L’AMIG a toujours souhaité pouvoir mettre en œuvre la LTr aux HUG en douceur et de manière progressive. Les médecins avaient bien conscience de la difficulté de réorganiser 63 services médicaux, du manque de moyens financiers, et surtout du conflit de générations entre les chefs de service qui avaient vécus les années de sacrifice hospitalières et qui ne comprenaient pas pour la plupart que leurs jeunes collègues puissent aspirer à travailler moins au profit de temps libre et d’une vie plus épanouie à l’extérieur de l’hôpital. Cette incompréhension a donné lieu à un échange nourri de courriers de lecteurs dans la presse spécialisée entre les médecins assistants et le corps professoral46,47,48,49,50,51. A cet égard, il est intéressant de noter que s’il existe souvent un fossé entre le monde intra et extra hospitalier, une certaine unité générationnelle existe entre « nos grands frères », médecins installés en pratique privée, et le corps professoral des hôpitaux, qui souvent ne comprennent pas les velléités de la jeune génération à bénéficier d’allègement d’horaires alors qu’eux, à leur époque, ont dû subir ces contraintes, un « passage obligé » pour accéder au titre de docteur en médecine.

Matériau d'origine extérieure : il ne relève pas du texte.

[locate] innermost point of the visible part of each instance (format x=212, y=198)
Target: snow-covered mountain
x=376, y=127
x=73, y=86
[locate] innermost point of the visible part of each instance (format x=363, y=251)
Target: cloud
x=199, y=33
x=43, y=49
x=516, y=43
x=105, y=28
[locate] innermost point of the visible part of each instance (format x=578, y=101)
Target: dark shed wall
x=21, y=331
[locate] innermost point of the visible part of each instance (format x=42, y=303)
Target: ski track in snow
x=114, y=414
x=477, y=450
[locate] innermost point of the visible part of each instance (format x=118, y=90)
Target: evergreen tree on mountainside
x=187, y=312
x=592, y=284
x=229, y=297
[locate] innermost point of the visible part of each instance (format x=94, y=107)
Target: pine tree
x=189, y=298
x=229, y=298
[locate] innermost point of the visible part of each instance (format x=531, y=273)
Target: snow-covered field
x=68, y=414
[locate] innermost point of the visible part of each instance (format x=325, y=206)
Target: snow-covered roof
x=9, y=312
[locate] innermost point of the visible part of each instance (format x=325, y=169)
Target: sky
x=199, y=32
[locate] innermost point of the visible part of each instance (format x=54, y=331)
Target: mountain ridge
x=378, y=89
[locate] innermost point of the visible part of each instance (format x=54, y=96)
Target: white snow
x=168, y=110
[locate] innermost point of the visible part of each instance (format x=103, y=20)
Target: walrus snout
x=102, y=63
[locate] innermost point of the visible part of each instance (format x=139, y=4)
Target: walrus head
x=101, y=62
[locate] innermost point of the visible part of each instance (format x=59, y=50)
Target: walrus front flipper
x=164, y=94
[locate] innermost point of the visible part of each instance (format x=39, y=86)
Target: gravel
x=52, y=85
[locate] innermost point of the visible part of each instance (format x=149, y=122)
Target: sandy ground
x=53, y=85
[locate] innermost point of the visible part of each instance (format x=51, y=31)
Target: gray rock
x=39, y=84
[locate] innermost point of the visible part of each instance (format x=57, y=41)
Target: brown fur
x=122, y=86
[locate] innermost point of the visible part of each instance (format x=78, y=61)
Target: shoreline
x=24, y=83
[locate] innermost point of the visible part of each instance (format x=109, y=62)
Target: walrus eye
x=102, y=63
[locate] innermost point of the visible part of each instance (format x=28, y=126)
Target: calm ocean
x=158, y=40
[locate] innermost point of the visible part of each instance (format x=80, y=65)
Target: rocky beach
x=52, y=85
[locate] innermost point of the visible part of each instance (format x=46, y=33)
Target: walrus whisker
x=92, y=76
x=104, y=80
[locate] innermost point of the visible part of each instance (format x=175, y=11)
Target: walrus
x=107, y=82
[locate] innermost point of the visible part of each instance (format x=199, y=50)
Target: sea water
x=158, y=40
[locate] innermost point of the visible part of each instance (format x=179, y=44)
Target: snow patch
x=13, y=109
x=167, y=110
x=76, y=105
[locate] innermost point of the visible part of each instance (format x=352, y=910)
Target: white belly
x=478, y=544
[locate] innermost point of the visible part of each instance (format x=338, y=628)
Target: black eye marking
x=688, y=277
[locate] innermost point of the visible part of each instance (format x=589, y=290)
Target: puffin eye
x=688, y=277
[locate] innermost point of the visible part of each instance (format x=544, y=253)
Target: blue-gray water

Les ressources financières étant limitées, de même que la main d’œuvre, il était nécessaire de réfléchir à d’autres modes d’application que les réflexes spinaux que sont le paiement des heures supplémentaires et l’augmentation des postes médicaux. La soumission des médecins assistants à la LTr mérite en effet de sortir des seules préoccupations comptables et d’élever le débat afin d’aborder les conséquences de cette modification législative. Les HUG ont malheureusement toujours refusé une telle réflexion. Et pourtant, on ne peut se permettre le luxe d’ignorer les dégâts collatéraux de l’entrée en vigueur de cette loi.